I thought I’d take this opportunity to explain a little of the biology of the organism that I am working with. Phytophthora is the genus and there are a bunch of species within this genus which are economically significant plant pathogens. Phytophthora spp. are Oomycetes (commonly termed the water moulds). ‘Oomycota’ is the taxonomic Phylum, and this is in the Kingdom ‘Stramenophila’, not the Kingdom Fungi as they were once classified. Oomycetes are sometimes termed pseudofungi as they closely resemble Fungi.

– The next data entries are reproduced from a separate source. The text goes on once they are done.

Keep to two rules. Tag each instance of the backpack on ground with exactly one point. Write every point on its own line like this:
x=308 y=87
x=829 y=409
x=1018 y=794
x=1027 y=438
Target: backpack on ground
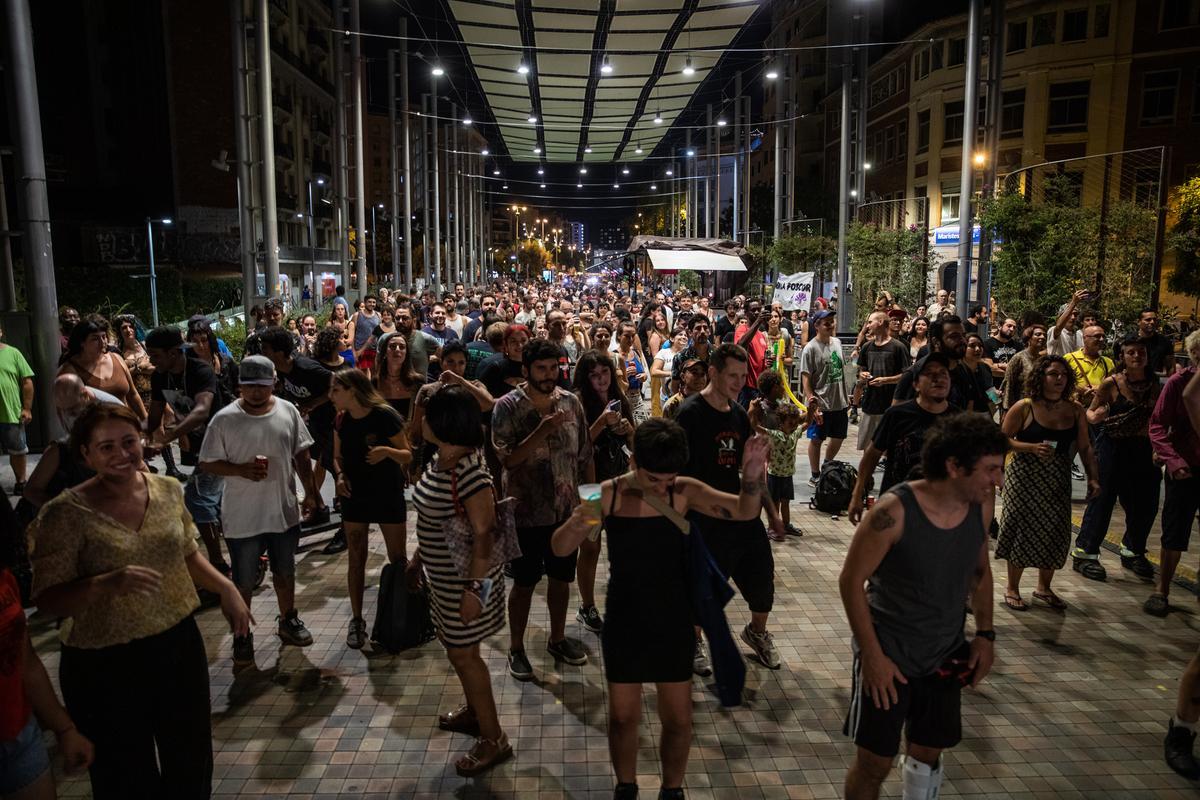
x=835 y=486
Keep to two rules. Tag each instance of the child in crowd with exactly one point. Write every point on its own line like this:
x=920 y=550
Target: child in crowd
x=781 y=464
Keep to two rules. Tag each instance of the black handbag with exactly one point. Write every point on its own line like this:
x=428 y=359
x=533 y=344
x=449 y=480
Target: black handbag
x=402 y=619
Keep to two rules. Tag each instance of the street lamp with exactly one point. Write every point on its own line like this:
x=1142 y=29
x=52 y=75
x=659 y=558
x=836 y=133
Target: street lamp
x=154 y=276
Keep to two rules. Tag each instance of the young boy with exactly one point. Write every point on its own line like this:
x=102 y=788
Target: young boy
x=781 y=465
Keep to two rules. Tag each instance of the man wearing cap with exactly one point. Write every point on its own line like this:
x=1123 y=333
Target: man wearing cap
x=190 y=386
x=694 y=378
x=901 y=429
x=259 y=445
x=822 y=378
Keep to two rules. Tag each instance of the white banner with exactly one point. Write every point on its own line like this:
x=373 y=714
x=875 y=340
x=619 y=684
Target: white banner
x=795 y=292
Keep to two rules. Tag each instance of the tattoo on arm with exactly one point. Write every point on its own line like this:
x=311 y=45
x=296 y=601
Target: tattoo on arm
x=881 y=519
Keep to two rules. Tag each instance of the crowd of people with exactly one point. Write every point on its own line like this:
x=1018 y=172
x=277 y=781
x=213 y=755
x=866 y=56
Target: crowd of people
x=565 y=421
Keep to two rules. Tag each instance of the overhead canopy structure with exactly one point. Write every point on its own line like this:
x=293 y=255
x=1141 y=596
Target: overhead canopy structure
x=563 y=49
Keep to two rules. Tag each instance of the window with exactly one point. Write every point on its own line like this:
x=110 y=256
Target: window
x=923 y=131
x=1043 y=29
x=953 y=115
x=1158 y=92
x=1180 y=13
x=1017 y=36
x=1074 y=25
x=958 y=53
x=1012 y=113
x=1068 y=107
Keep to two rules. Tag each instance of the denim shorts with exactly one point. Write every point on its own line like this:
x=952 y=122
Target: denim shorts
x=12 y=438
x=279 y=548
x=23 y=759
x=202 y=495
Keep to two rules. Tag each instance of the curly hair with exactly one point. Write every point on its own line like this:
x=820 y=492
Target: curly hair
x=1036 y=382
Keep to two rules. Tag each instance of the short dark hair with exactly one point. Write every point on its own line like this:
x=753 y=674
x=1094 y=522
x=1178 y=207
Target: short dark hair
x=964 y=437
x=279 y=340
x=723 y=353
x=454 y=416
x=660 y=445
x=539 y=350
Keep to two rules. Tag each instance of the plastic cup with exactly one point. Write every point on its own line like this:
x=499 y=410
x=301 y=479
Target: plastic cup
x=589 y=497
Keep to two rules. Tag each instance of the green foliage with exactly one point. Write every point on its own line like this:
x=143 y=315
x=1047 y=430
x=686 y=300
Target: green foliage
x=1051 y=248
x=895 y=259
x=1185 y=240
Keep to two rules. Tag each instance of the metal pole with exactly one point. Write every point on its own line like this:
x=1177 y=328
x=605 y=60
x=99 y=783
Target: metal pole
x=408 y=145
x=312 y=250
x=970 y=109
x=7 y=280
x=437 y=188
x=394 y=164
x=37 y=245
x=341 y=149
x=360 y=211
x=267 y=150
x=246 y=240
x=154 y=277
x=425 y=188
x=844 y=193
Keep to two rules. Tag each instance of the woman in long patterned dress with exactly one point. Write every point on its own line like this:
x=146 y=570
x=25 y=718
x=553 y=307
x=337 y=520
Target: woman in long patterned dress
x=1047 y=428
x=466 y=609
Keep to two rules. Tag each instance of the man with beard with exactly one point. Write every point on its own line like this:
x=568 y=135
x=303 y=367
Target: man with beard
x=541 y=439
x=901 y=431
x=946 y=336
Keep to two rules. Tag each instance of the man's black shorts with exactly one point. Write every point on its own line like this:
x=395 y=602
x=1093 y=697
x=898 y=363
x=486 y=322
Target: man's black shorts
x=742 y=552
x=929 y=711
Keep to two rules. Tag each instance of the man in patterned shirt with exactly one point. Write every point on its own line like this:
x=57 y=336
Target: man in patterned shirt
x=541 y=440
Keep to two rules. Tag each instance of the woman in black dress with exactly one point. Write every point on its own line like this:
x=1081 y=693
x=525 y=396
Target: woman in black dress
x=611 y=428
x=648 y=635
x=370 y=455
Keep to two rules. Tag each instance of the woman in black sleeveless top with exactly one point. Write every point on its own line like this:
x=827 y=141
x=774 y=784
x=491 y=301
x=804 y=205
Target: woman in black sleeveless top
x=648 y=635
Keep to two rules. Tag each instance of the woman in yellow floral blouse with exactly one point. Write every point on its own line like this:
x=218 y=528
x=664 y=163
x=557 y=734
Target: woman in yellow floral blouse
x=117 y=555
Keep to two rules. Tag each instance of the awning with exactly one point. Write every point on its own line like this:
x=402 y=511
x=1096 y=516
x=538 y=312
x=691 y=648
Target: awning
x=699 y=260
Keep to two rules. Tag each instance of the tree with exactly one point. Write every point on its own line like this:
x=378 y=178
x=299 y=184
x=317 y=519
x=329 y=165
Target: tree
x=1185 y=240
x=1050 y=248
x=895 y=259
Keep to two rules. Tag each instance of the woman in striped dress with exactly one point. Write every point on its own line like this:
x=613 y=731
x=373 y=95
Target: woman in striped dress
x=466 y=609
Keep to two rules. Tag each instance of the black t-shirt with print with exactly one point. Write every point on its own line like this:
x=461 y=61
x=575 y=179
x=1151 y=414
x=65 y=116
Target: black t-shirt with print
x=900 y=437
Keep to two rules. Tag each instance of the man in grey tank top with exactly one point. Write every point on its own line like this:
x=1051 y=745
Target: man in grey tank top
x=919 y=552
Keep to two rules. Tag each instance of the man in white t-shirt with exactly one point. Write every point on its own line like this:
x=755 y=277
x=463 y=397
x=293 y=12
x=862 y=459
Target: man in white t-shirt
x=259 y=444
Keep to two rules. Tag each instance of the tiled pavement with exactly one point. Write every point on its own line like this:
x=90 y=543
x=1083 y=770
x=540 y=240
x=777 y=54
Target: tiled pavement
x=1074 y=708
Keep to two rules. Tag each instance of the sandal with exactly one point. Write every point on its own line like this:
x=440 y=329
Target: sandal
x=483 y=756
x=461 y=720
x=1051 y=600
x=1014 y=602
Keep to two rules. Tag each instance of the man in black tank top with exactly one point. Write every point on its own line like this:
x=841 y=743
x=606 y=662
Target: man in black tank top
x=919 y=552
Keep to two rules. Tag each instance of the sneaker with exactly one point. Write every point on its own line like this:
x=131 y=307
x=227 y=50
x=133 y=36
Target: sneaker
x=357 y=635
x=763 y=645
x=589 y=618
x=1156 y=606
x=293 y=631
x=700 y=661
x=520 y=666
x=336 y=545
x=1139 y=565
x=243 y=651
x=1177 y=751
x=568 y=651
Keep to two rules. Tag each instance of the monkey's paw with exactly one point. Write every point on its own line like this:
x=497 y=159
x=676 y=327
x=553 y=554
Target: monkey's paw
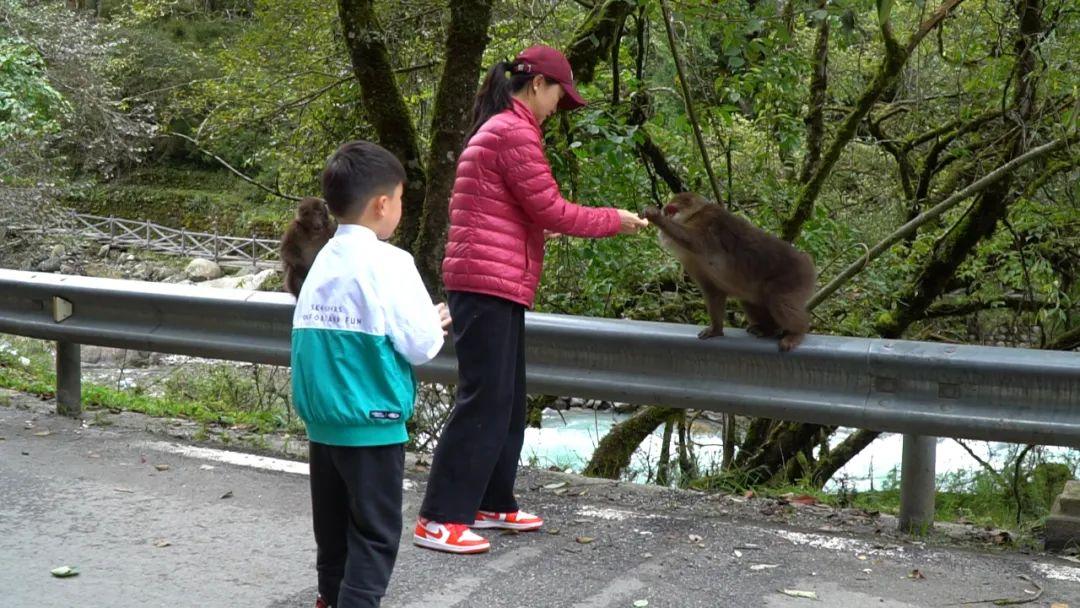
x=650 y=213
x=711 y=333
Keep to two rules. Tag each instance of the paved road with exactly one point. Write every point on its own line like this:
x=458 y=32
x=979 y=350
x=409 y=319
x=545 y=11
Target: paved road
x=93 y=497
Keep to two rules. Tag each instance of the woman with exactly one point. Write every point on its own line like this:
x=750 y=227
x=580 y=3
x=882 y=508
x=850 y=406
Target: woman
x=504 y=199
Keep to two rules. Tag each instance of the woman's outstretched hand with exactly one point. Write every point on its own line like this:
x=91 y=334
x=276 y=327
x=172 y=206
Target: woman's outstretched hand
x=630 y=223
x=444 y=316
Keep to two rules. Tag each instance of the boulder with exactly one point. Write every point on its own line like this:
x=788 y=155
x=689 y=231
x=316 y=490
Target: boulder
x=202 y=270
x=252 y=282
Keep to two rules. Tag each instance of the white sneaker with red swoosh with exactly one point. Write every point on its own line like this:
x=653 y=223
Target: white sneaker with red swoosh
x=451 y=538
x=515 y=521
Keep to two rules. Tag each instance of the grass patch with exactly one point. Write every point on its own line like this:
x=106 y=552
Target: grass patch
x=210 y=394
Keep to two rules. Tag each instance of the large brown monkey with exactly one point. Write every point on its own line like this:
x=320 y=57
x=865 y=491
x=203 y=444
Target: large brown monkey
x=728 y=256
x=304 y=238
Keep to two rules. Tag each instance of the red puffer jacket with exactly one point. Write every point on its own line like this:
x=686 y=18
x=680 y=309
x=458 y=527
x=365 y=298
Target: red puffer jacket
x=504 y=198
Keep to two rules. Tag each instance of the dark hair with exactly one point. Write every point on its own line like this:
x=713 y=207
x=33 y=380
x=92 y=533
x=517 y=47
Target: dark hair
x=494 y=94
x=358 y=172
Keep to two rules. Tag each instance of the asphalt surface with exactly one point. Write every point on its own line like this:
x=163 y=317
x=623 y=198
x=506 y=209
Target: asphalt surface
x=149 y=521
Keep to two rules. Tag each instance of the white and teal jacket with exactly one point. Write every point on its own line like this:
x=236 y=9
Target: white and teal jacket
x=362 y=321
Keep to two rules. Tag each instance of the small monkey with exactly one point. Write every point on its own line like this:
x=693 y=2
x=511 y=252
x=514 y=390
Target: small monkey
x=304 y=238
x=728 y=256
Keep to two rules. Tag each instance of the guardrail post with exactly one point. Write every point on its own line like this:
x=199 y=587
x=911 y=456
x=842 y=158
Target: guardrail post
x=917 y=489
x=68 y=379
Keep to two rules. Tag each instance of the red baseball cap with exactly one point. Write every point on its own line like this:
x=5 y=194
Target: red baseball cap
x=551 y=63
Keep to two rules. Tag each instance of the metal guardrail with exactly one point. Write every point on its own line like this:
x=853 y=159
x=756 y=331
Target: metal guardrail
x=920 y=389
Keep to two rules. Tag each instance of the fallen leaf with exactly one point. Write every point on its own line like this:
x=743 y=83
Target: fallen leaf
x=64 y=572
x=802 y=499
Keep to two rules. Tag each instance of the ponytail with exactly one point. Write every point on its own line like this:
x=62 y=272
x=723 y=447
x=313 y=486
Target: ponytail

The key features which distinguish the oomycetes from the real fungi are their cell walls and their spores. Real fungal cell walls contain chitin, but the oomycete cell walls contain cellulose (as do plant cell walls). The hyphae of pseudofungi are not separated by septae, and the mycelial nucleus is diploid, with two sets of chromosomes. Oomycetes can reproduce both sexually (oospores) and asexually (sporangia, zoospores, chlamydospores). Zoospores are motile with two hair-like flagella propelling the zoospore through liquid, oospores, on the other hand, are non motile. In general sporangia are the survival and dispersal mechanism and zoospores are the infection mechanism.
Federal Holiday
Aside from this I am still working on identifying the isolates I am going to work with initially and then getting them growing on plates so that I can actually begin some detached leaf inoculations and stuff.
And one other thing - I just added a new link to my photography page which at the moment only has some photos from the work I did at Rothamsted this summer, but there will be more to come, including microscopy images and specimens from my mycology collection for a class I am taking this term.